Empire AI
Empire AI provides high-performance compute resources to eligible PIs across a consortium of New York State research institutions to advance safe, equitable, and responsible AI research for the public good.
Related Links
Examples of Existing Columbia Project Categories on Alpha
- Foundation Models and Generative AI
- AI for Scientific Discovery and Simulation
- Natural Language Processing and Understanding
- Machine Learning Methodology and Applications
- And moreā¦
Timeline
Empire AI was launched in April 2024, marking the beginning of a multi-phase initiative to expand AI research capacity across New York State. By October 2024, the Alpha system became operational at the University at Buffalo, followed by the Beta system award and the conceptual design of the Gamma system in January 2025.
The Beta system is scheduled to come online end of May 2026 and construction of the Gamma facility will begin in early 2027. The Gamma facility is expected to open in Mid-late 2027, with the full Gamma system becoming operational in the first half of 2028.
Alpha Hardware Specifications
The Alpha system initially consisted of 13 HGX nodes with 8 H100 80GB GPUs per node and 4 PB of storage across DDN and VAST. Alpha was recently upgraded to Alpha++ over Fall 2025, with now 24 HGX nodes:
24 HGX Nodes
- Nodes alphagpu01 - alphagpu18
- 8 H100 80GB GPUs per node
- Nodes alphagpu19 - alphagpu24
8 H200 80GB GPUs per node
- 10 400Gb/s ConnectX-7 NIC Cards (8 for IB and 2 for Ethernet)
- 30TB NVMe caching space
- 2TB of system memory
- x86 processor
- Storage:
- 2PB of DDN Storage
- 2PB of VAST (all flash)
Research: There are currently over 120 active projects and 320 users across all the institutions on Empire AI.
Beta Hardware Specifications
Compute: NVIDIA DGX GB200 SuperPOD
- 4 racks NVL72 with 288 B200 GPUs for AI Applications
- 60 Grace-Grace Superchip nodes for data processing and general HPC use
Storage: ~10 PB DDN; ~20 PB VAST all flash Software: NVIDIA AI Enterprise Software
Institutional Allocation & Service Units
Empire AI provides a range of compute nodes and storage options, each with varying performance levels and costs.
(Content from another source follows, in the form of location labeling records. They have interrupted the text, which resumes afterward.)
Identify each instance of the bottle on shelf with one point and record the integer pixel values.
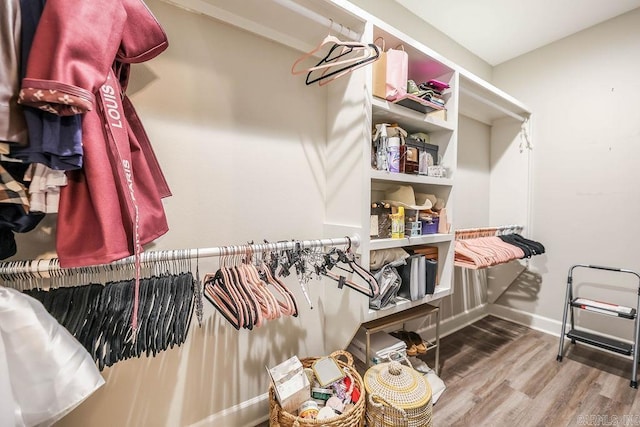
(397, 224)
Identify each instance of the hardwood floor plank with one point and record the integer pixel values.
(499, 373)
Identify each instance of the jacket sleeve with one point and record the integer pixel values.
(73, 49)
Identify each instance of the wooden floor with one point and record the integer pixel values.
(500, 373)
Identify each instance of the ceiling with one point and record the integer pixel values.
(499, 30)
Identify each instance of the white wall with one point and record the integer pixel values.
(586, 131)
(398, 16)
(242, 143)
To ensure consistency in measuring and managing usage, all resources are expressed in a unified metric known as Service Units (SUs).
Alpha and Beta will deliver 6.3M SUs per year with each institutional allocation at 700,000 SUs per year.
With the Beta phase, all computer resources are assigned a value in Service Units, for example:
- 1 Alpha GPU hour = 1 SU
- 1 Beta GPU hour = 2 SU
- 1 Grace-Grace node hour = 0.5 SU
- 1 TB.month = 8.333 SU up to 100 TB, data over 100 TB will be free but allocated and managed separately
- Priority queue access 2x the above
- Shared resource access 0.5x the above
- These above conversion factors are termed multipliers.
- Cost of a job in SUs = duration * amount of resources * multiplier
Cost Per Service Unit
For Empire AI, 1 SU will equate to $0.50. For Columbia users, the University will be subsidizing 50% of the cost, therefore $0.25/SU. Individual Schools and Departments may provide additional subsidies to further reduce the effective SU cost for their users.
Eligibility
Only those who hold a full-time appointment in a PI-eligible position at Columbia University may submit project proposals for Empire AI. For more clarification on PI eligibility please see: https://research.columbia.edu/pi-eligibility-sponsored-projects
Contact Us
Please send any inquiries to [email protected]. A ServiceNow ticket will be generated and a member of the Columbia Empire AI Support Team will be able to assist further.
Frequently Asked Questions
A Service Unit (SU) is the standard unit of accounting that Empire AI uses to measure and manage resource usage across its systems.
Because Empire AI includes different types of compute nodes (Alpha GPUs, Beta GPUs, Grace-Grace nodes) and storage, each with different performance characteristics and costs, the SU provides a common currency that allows all usage to be compared fairly, regardless of the underlying hardware or service.
Institutions and projects will not be charged for more than their allocation. Projects and institutions that have exceeded allocations will only have access to free, low-priority, preemptible queues (that are otherwise inaccessible) and will be requested to reduce their storage footprint as described in the Empire AI terms and conditions. This policy provides a smooth end to projects, helps ensure full system utilization, and encourages projects to promptly use allocations. Users with no allocation will be transitioned off the system after some period of time, again as described in the terms and conditions.
While Beta will not be HIPAA compliant when it first starts operations later this year, we anticipate compliance by late 2026 for a subset of the system.